How to convert CSV file to multiline JSON?

BeanBagKing picture BeanBagKing · Oct 31, 2013 · Viewed 228.6k times · Source

Here's my code, really simple stuff...

import csv
import json

csvfile = open('file.csv', 'r')
jsonfile = open('file.json', 'w')

fieldnames = ("FirstName","LastName","IDNumber","Message")
reader = csv.DictReader( csvfile, fieldnames)
out = json.dumps( [ row for row in reader ] )
jsonfile.write(out)

Declare some field names, the reader uses CSV to read the file, and the filed names to dump the file to a JSON format. Here's the problem...

Each record in the CSV file is on a different row. I want the JSON output to be the same way. The problem is it dumps it all on one giant, long line.
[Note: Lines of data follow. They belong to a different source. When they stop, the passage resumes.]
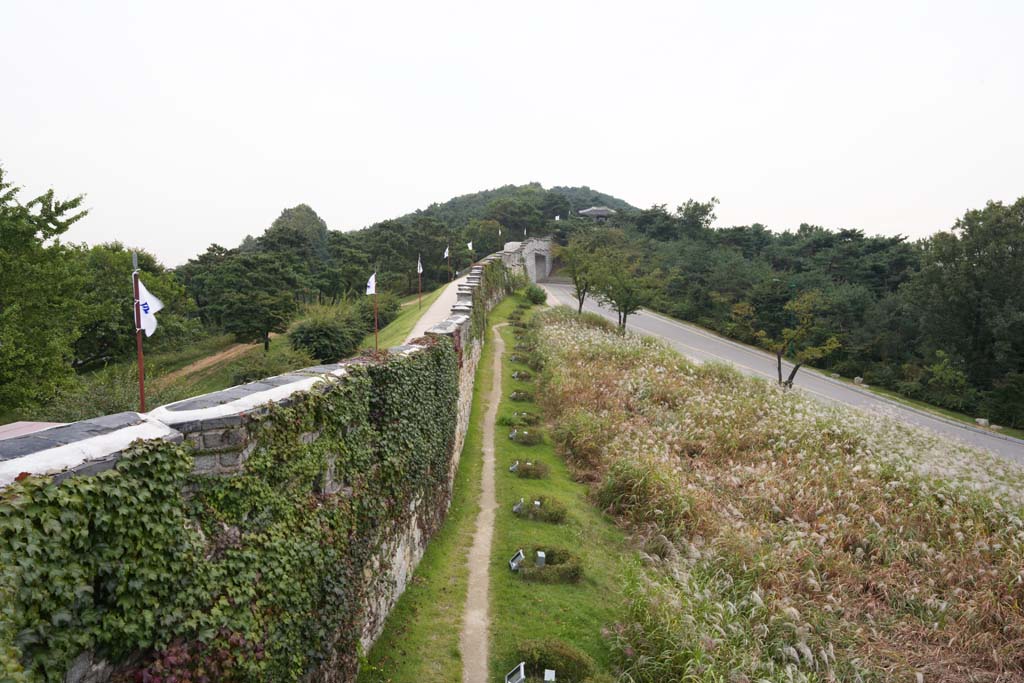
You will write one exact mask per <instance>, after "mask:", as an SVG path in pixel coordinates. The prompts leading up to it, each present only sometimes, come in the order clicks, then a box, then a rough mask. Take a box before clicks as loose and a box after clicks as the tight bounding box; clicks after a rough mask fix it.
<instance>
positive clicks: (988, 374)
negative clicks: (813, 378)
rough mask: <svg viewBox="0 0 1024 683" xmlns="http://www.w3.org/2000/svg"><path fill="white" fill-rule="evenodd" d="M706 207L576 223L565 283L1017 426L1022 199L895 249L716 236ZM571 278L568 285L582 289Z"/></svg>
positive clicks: (787, 353) (808, 224)
mask: <svg viewBox="0 0 1024 683" xmlns="http://www.w3.org/2000/svg"><path fill="white" fill-rule="evenodd" d="M715 205H716V201H715V200H712V201H711V202H694V201H689V202H686V203H685V204H683V205H681V206H679V207H678V208H677V209H676V210H674V211H673V210H669V209H667V208H666V207H665V206H664V205H663V206H655V207H652V208H650V209H644V210H642V211H633V212H622V213H620V214H618V215H616V216H614V217H613V218H612V219H610V220H609V221H608V222H606V223H601V224H594V223H590V222H589V221H580V220H573V221H570V222H569V224H566V225H560V228H561V229H562V230H563V231H564V232H566V233H567V234H568V236H569V239H568V244H569V248H568V250H567V251H565V252H563V259H564V260H565V262H566V264H567V266H568V267H567V268H566V271H567V272H569V273H570V274H571V273H573V272H575V273H577V274H578V275H581V276H582V281H581V282H583V283H584V284H588V285H589V286H590V287H591V293H592V294H596V295H597V297H598V298H601V299H604V300H605V301H606V302H610V303H612V304H613V305H614V306H615V308H616V309H621V310H627V312H628V313H632V312H634V311H635V310H637V308H638V307H639V306H640V305H645V306H649V307H653V308H655V309H658V310H662V311H664V312H667V313H670V314H671V315H674V316H676V317H680V318H683V319H687V321H692V322H694V323H697V324H699V325H701V326H705V327H708V328H712V329H714V330H716V331H718V332H721V333H722V334H724V335H726V336H729V337H732V338H733V339H738V340H740V341H743V342H746V343H751V344H758V345H760V346H763V347H764V348H766V349H768V350H770V351H773V352H775V353H776V354H780V355H782V356H783V357H786V358H788V359H791V360H793V361H795V362H801V364H809V365H814V366H817V367H820V368H824V369H827V370H829V371H833V372H837V373H840V374H842V375H844V376H846V377H849V378H852V377H855V376H860V377H862V378H863V379H864V380H865V382H866V383H869V384H874V385H881V386H885V387H888V388H890V389H894V390H896V391H897V392H899V393H901V394H903V395H905V396H908V397H911V398H915V399H920V400H924V401H927V402H929V403H933V404H937V405H941V407H944V408H947V409H951V410H954V411H959V412H964V413H968V414H969V415H972V416H978V417H985V418H989V419H991V420H992V421H993V422H998V423H999V424H1001V425H1004V426H1011V427H1024V249H1021V245H1024V198H1022V199H1020V200H1018V201H1017V202H1015V203H1013V204H1004V203H1001V202H989V203H988V204H987V205H986V206H985V207H984V208H981V209H975V210H971V211H968V212H967V213H966V214H965V215H964V216H963V217H962V218H959V219H956V220H953V217H950V224H951V228H946V229H940V230H938V231H937V232H935V233H934V234H933V236H931V237H930V238H927V239H924V240H919V241H916V242H912V243H911V242H907V241H906V240H905V239H904V238H902V237H900V236H896V237H885V236H866V234H864V232H863V231H861V230H858V229H829V228H826V227H822V226H819V225H809V224H803V225H801V226H800V227H799V228H798V229H797V230H786V231H783V232H776V231H772V230H769V229H768V228H767V227H765V226H764V225H761V224H757V223H755V224H753V225H736V226H729V227H714V226H713V223H714V221H715ZM578 279H579V278H578Z"/></svg>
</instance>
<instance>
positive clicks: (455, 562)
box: [358, 301, 495, 683]
mask: <svg viewBox="0 0 1024 683" xmlns="http://www.w3.org/2000/svg"><path fill="white" fill-rule="evenodd" d="M424 307H426V301H424ZM407 334H408V333H407ZM490 335H492V332H490V331H489V330H488V331H487V337H486V341H485V343H484V346H483V353H482V354H481V357H480V360H479V365H478V366H477V368H476V381H475V383H474V388H473V407H472V413H471V416H470V421H469V431H468V432H467V434H466V442H465V444H464V445H463V449H462V458H461V460H460V461H459V470H458V472H457V473H456V478H455V492H454V494H453V497H452V508H451V509H450V510H449V514H447V519H445V521H444V524H443V526H441V529H440V530H439V531H438V532H437V535H436V536H434V538H433V539H432V540H431V541H430V545H429V546H428V547H427V552H426V553H425V554H424V556H423V559H422V560H421V561H420V564H419V566H417V568H416V572H415V574H414V575H413V581H412V583H411V584H410V585H409V588H407V589H406V592H404V593H403V594H402V595H401V598H399V599H398V604H397V605H395V608H394V609H393V610H392V611H391V614H390V615H389V616H388V620H387V623H386V625H385V627H384V633H383V634H381V637H380V638H379V639H378V640H377V643H376V644H375V645H374V647H373V649H371V651H370V655H369V656H368V657H367V659H366V661H365V663H364V665H362V668H361V670H360V673H359V679H358V680H359V682H360V683H385V682H387V683H403V682H408V683H414V682H416V683H418V682H420V681H452V682H453V683H457V682H459V681H461V680H462V657H461V655H460V653H459V633H460V631H461V630H462V612H463V608H464V607H465V604H466V583H467V581H468V577H469V566H468V565H467V564H466V562H465V557H466V554H467V553H468V552H469V548H470V546H471V545H472V543H473V532H474V530H475V527H476V516H477V514H478V513H479V510H480V468H481V465H482V460H481V458H482V452H481V446H480V439H481V433H480V429H481V424H482V422H483V414H484V413H485V411H486V408H487V407H486V394H487V391H488V390H489V389H490V384H492V382H493V379H494V371H493V369H492V364H493V360H494V352H495V349H494V344H492V343H489V342H490Z"/></svg>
I've tried using something like for line in csvfile: and then running my code below that with reader = csv.DictReader( line, fieldnames) which loops through each line, but it does the entire file on one line, then loops through the entire file on another line... continues until it runs out of lines.

Any suggestions for correcting this?

Edit: To clarify, currently I have: (every record on line 1)

[{"FirstName":"John","LastName":"Doe","IDNumber":"123","Message":"None"},{"FirstName":"George","LastName":"Washington","IDNumber":"001","Message":"Something"}]

What I'm looking for: (2 records on 2 lines)

{"FirstName":"John","LastName":"Doe","IDNumber":"123","Message":"None"}
{"FirstName":"George","LastName":"Washington","IDNumber":"001","Message":"Something"}

Not each individual field indented/on a separate line, but each record on it's own line.

Some sample input.

"John","Doe","001","Message1"
"George","Washington","002","Message2"

Answer

SingleNegationElimination picture SingleNegationElimination · Oct 31, 2013

The problem with your desired output is that it is not valid json document,; it's a stream of json documents!

That's okay, if its what you need, but that means that for each document you want in your output, you'll have to call json.dumps.

Since the newline you want separating your documents is not contained in those documents, you're on the hook for supplying it yourself. So we just need to pull the loop out of the call to json.dump and interpose newlines for each document written.

import csv
import json

csvfile = open('file.csv', 'r')
jsonfile = open('file.json', 'w')

fieldnames = ("FirstName","LastName","IDNumber","Message")
reader = csv.DictReader( csvfile, fieldnames)
for row in reader:
    json.dump(row, jsonfile)
    jsonfile.write('\n')